Three Star executives quit after former CEO Bekier singles them out for criticism at inquiry

Three Star executives quit after former CEO Bekier singles them out for criticism at inquiry

 

 

Update (9 May): This story has since been updated to include new interim appointments. 

Three senior executives of The Star Entertainment Group (ASX: SGR), who were singled out by former CEO Matt Bekier for governance shortcomings during a review into the group’s suitability to hold a casino licence, have resigned.

Chief financial officer Harry Theodore, chief NSW casino officer Greg Hawkins, and chief legal and risk officer and company secretary Paula Martin, have tendered their resignations which have been accepted by The Star.

The departures follow damning revelations at the review conducted by the Independent Liquor and Gaming Authority (ILGA) of NSW that revealed failures by key management at The Star which exposed the casino group to a higher risk of potential money laundering activity.

The ongoing fallout from the ILGA inquiry at The Star has now led to the loss of almost half of the company’s senior executive team and comes on the heels of Bekier’s resignation as CEO in March.

The roles of Theodore, Martin and Hawkins at The Star became untenable after Bekier, in evidence to the review last week, said he felt ‘let down’ by each of them after claiming they withheld from him the extent of compliance problems surrounding the company's high roller junket operations.

Theodore’s time at The Star was already on a countdown after the CFO confirmed during evidence late last month that he intended to resign pending the outcome of his appearance on the stand.

In giving evidence, Bekier last week described Theodore as his ‘closest colleague’ who ‘showed a moment of really bad judgement’. He was specifically referring to Theodore allowing a misleading communication with National Australia Bank (ASX: NAB) that covered up the use of China Union Pay (CUP) credit cards to fund gambling activities over many years at The Star’s casinos. CUP banned withdrawals from its cards to be used for gambling to support the clampdown by Chinese authorities to prevent capital outflows from the country.

The CUP cards were a key focus for the review because of the huge sums of money involved - estimated at $900 million over seven years to early 2020 - and the risk that the unknown source of those funds posed to money laundering activities taking place at The Star’s casinos.

In questioning Martin, counsel assisting the ILGA inquiry, Naomi Sharp, SC, accused her of behaving ‘completely unethically’ in sanctioning the response to the NAB, acting on behalf of CUP, that assured the issuer its credit cards were not being used to finance gambling activities. While Martin disagreed it was unethical, she conceded it was a ‘very poor email on my part’.
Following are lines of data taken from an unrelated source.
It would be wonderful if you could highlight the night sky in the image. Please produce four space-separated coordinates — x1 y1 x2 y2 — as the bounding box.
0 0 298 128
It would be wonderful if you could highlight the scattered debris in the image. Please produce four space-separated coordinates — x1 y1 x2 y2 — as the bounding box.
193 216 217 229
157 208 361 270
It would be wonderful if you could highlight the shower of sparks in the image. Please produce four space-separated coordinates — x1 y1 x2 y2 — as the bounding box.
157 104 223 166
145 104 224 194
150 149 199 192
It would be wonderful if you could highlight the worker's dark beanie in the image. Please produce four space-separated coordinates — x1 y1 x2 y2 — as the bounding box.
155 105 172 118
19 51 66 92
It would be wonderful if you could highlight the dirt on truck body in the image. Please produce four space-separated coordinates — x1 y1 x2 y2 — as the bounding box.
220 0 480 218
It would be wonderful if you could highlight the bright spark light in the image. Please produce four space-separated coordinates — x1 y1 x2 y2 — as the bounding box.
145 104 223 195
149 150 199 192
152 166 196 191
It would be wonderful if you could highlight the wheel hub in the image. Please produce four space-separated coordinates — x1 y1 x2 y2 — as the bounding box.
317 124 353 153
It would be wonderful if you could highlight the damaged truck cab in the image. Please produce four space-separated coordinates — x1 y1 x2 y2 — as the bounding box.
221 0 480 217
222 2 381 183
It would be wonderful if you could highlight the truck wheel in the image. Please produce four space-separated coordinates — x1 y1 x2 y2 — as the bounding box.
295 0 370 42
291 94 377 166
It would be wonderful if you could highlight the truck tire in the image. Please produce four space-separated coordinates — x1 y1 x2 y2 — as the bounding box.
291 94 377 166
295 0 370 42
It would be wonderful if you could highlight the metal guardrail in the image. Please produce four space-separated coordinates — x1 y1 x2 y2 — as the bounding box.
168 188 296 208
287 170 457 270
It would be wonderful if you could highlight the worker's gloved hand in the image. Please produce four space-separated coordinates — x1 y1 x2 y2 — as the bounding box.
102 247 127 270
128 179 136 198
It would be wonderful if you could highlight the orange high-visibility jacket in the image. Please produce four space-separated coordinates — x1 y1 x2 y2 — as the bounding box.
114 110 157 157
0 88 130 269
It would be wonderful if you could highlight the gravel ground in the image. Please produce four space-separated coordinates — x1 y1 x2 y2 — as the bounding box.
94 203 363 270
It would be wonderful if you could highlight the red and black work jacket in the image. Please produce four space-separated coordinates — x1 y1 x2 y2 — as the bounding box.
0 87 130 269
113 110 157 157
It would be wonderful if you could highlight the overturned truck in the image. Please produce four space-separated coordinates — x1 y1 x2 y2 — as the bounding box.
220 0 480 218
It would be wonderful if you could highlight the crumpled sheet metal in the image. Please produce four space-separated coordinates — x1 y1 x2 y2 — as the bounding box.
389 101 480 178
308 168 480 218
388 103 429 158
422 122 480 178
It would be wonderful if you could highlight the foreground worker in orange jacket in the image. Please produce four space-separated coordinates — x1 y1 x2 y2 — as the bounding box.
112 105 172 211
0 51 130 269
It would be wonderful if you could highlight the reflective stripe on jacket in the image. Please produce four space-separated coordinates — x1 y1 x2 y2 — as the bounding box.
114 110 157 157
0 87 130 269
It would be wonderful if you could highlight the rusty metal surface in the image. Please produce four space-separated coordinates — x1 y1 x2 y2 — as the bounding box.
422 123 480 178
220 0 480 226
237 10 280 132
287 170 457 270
Bekier was also critical of Hawkins’ oversight of a special high-rollers’ suite, Salon 95, established at The Star Sydney for Macau-based junket operator Suncity Group. Evidence to the inquiry revealed an ongoing culture of high-risk activities at Salon 95, where it was said that Suncity was operating its own casino within a casino.

Bekier told the review he felt let down by Hawkins because he had represented to the board and to investors that ‘the things we learned about Crown could never happen at Star on the back of (Hawkins’) assurances’ that the risks posed by Salon 95 were identified. He said if the board knew of any of the suspect activities revealed by the review, ‘they would have supported me in shutting down that (junket) business a long time ago’.

The Star says an executive search is under way to replace Theodore, Hawkins and Martin. All three will work with executive chairman John O'Neill, who has taken on Bekier’s responsibilities, to transition their executive responsibilities ‘in an orderly manner’.

The search for a replacement for Bekier is also continuing after The Star reiterated this week the ‘need for accelerated board change’ in the wake of the evidence presented to the ILGA review.

Update: Interim appointments announced, rebate programs suspended

The Star has since announced two interim appointments to replace two out of the three resigned executives, with Christina Katsibouba stepping into the CFO role and Geoff Hogg named as the chief casino officer for New South Wales.

Hogg is already SGR's chief casino officer for Queensland, while Katsibouba is the current chief gaming officer at The Star. The casino notes other interim appointments will be announced once finalised following a search for permanent replacements.

"They will work with the executive chairman to transition their respective executive responsibilities in an orderly manner and an executive search firm will commence the search for permanent appointments," says The Star.

The casino operator also announced today it will immediately suspend rebate programs for both domestic and international players across all its casinos until further notice - a move it says is not expected to have any material impact on earnings for FY22.

"The Star will work with gaming regulators to address various identified risks as part of ongoing reviews of systems and processes," says SGR.

"The Star has also engaged external advisors and continues a significant program of work to further improve those systems and processes while cooperating fully with the Review."